The spacecraft entered lunar orbit on November 8, 2008, and completed more than 3,400 orbits around the Moon before shutting down on August 29, 2009. The spacecraft was originally designed to operate for two years.

Chandrayaan 1 confirmed the presence of water on the lunar surface, thanks to a 29-kilogram Moon Impact Probe. 

On November 14, the spacecraft dropped the moon impact probe which crashed near the Shackleton Crater at the lunar south pole but not before capturing over 3,000 images and measuring atmospheric constituents. By doing so, it provided strong evidence for the presence of water on the lunar surface.

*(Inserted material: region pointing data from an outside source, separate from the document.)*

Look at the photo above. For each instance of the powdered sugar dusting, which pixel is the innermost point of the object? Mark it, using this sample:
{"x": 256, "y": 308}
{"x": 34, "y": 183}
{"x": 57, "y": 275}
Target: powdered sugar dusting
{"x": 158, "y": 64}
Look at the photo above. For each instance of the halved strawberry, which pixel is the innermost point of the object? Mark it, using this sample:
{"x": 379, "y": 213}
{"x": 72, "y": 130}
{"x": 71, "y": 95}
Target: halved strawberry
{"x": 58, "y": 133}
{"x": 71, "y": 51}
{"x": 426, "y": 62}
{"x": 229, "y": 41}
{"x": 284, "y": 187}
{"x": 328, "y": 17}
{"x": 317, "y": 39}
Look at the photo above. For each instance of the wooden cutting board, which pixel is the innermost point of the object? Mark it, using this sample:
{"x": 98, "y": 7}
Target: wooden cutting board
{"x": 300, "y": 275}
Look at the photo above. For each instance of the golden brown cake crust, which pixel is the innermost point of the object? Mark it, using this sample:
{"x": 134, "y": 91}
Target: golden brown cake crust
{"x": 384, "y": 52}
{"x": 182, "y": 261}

The impact site is named Jawahar Sthal (Jawahar Point).

The spacecraft also carried another instrument that also lent more evidence for the presence of water: The Moon Mineralogy Mapper (M3) designed by NASA. It covered nearly 90 per cent of the lunar surface.

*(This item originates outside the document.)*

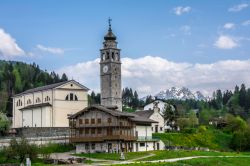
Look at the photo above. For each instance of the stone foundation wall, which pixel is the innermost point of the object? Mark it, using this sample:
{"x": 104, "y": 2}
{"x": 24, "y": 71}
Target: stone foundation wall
{"x": 30, "y": 132}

In September 2009, scientists published results of data which had detected water molecules in the form of hydroxyl- and/ or water-bearing molecules in the polar regions of the moon. 

The spacecraft also carried The RADiatiOn Monitor (RADOM) to monitor the local radiation environment. It started working on October 22, 2008, just two hours after launch and continued through the end of the mission.  

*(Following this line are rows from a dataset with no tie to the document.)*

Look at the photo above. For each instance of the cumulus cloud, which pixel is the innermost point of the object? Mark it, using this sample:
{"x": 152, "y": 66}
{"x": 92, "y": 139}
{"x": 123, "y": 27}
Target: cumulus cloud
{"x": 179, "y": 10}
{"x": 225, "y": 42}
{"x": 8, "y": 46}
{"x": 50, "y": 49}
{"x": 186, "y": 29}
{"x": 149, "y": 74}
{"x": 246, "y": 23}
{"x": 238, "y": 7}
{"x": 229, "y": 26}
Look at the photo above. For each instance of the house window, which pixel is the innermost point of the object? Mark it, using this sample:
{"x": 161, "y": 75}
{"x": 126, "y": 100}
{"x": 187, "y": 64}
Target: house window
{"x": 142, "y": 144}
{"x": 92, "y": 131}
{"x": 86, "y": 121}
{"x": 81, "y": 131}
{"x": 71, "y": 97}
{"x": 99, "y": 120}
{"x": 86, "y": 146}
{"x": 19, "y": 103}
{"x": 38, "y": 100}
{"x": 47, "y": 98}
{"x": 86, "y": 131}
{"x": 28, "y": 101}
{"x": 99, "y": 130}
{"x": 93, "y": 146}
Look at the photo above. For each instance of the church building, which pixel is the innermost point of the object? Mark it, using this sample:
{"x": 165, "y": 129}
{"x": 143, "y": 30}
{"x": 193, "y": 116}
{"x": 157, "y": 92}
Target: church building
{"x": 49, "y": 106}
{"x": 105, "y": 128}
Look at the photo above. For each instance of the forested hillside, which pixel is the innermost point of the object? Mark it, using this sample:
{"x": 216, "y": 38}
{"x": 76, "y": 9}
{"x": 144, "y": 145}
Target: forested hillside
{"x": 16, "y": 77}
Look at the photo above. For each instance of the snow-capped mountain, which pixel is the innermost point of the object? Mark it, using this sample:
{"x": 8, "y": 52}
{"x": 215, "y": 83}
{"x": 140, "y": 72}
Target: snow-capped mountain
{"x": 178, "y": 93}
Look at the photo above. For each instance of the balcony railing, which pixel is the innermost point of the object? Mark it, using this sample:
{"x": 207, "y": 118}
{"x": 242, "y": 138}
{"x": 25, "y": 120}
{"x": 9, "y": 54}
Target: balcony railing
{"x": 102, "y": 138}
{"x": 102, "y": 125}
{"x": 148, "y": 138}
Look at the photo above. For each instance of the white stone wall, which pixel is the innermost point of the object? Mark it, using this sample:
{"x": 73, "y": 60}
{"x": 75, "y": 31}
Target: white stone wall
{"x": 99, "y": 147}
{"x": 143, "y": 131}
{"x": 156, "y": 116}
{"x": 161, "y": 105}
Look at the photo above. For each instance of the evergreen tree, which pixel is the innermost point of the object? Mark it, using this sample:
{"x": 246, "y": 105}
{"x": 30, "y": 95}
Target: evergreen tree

This goal was to evaluate the radiation hazard, particularly for electronic subsystems of the spacecraft and payloads on board. It was also expected to provide a better understanding of the space radiation environment around the Earth and the route to the Moon.

The radiation was dominated by the Galactic Cosmic Rays, which are high-energy particles coming from outside the solar system. During the mission, there was very low solar activity.

It found that the total accumulated dose during the transfer from Earth to Moon was found to be 1.3 Gray (Gy). Gray is the unit of ionizing radiation which describes the amount of energy deposited per unit of mass in an object or person.

Other instruments such as the hyper-Spectral Imager (HySI), which was designed to provide a mineral map of the lunar surface. HySi and M3 found that the lunar surface contains Ca pyroxene (Clinopyroxene), olivine and low Ca-pyroxene (Orthopyroxene), according to a 2019 paper.

The Terrain Mapping Camera (TMC), was designed to provide a high-resolution 3-dimensional map of the Moon. Both HySI and TMC looked at roughly 50 per cent of the lunar surface, especially the polar region

The confirmation of water has caught the attention of the government and private agencies, who hope to mine the water ice to produce air, drinking water, and propellant for deep-space missions.